Method Handles and invokedynamic (JSR-292, indy)

To allow dynamic languages to be executed efficiently on JVM, a new instruction called invokedynamic was added to JVM instruction set

Java Native Interface (JNI)

  • Binds the JVM with the outside world (OS)
  • C interface of the JVM
    • Does not depend on implementation details of a JVM
    • Is used for implementation of native methods in C language (or another low-level language)
    • JNI is used to implement platform specific parts of Java SE API: IO, NET, AWT
  • JNI is implemented in the JVM as an access to Meta Space

Project Panama

  • C interop without coding in C:
    • Direct external C functions call from Java
    • C data structures access from Java

Threading, exception handling, synchronization

Threads

  • Java thread is mapped to a native thread in a 1-1
  • Each thread has a reserved region of memory referred to as its stack containing local variables and operand stacks of methods (method frames) being executed within a thread
    • Thread stack size is a JVM argument: -Xss
  • Java thread has a detailed information about its stack (stack trace)
    • You may print or examine stack from a Java program

Project Loom

Problem: there are limitations on how many native threads can be created (native threads are expensive)

Solution: virtual threads (light-weight threads) managed by the JVM (quitting 1-1 scheme)

Exception handling

Threads and Java Memory Model

JVM knows everything about the call stack, it helps it in exception handling implementation.

Synchronization

  • For safe access to a shared memory between threads
  • Naive implementation may use OS synchronization primitives
    • Java object has an OS monitor as a hidden field
  • Highly optimized when a resource contention happens less rarely than an enter to a synchronized block
  • Today, it is recommended to use java.util.concurrent primitives instead of built-in synchronization

Memory management: heap, allocation, GC

Memory allocation

  • Implementation of the new operator

  • Objects allocated with the new operator reside in so called Java heap

  • Java heap structure is JVM implementation specific

  • Java objects layout is JVM implementation specific as well

  • Must be fast

    • JVM queries OS for memory for many objects at once, not for one
    • Allocation by bump pointer technic

  • Must be thread-safe but parallel (non-blocking)

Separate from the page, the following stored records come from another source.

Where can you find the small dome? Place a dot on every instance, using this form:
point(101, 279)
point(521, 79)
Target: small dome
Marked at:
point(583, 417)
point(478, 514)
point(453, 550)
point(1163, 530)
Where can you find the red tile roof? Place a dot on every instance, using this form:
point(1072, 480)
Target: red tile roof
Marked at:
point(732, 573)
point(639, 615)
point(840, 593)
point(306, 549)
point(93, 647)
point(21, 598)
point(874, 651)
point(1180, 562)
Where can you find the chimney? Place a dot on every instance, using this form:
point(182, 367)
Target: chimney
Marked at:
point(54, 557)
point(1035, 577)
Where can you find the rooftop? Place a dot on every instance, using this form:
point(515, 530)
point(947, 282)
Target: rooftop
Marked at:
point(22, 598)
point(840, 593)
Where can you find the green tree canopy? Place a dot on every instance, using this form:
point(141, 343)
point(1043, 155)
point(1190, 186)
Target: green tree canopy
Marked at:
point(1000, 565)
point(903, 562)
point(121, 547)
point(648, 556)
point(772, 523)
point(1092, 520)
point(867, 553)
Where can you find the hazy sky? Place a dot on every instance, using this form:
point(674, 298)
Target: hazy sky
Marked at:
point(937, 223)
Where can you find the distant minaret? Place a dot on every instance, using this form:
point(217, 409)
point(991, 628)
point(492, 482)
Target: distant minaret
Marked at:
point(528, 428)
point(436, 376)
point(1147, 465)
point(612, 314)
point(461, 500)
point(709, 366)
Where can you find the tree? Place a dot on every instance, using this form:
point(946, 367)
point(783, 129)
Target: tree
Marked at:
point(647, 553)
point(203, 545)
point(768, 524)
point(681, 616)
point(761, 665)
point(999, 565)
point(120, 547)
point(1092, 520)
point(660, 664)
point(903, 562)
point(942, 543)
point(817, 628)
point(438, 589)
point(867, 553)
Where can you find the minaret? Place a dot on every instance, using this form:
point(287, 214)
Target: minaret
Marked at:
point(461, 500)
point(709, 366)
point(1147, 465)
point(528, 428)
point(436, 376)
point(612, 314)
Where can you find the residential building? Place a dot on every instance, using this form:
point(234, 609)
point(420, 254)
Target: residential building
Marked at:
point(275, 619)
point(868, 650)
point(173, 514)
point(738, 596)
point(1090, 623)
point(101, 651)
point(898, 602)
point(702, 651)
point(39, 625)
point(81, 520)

    • Thread local heaps: every thread consumes thread local memory region

Java Object Layout

The layout is not specified by the JVM, however it requires:

  • Java Object header
    • Reference to a class object
    • Monitor (lock word)
    • Identity hashcode
    • GC flags
  • Fields
    • May be reordered for the sake of size optimization, alignment, or target architecture specifics

Project Valhala

  • The main idea is to introduce the concept of objects in the JVM, which do not require a header at all
    • Object erasure to its primitive types data
    • Removing unnecessary indirection in arrays

Garbage collection

Garbage is objects that cannot be used by a program.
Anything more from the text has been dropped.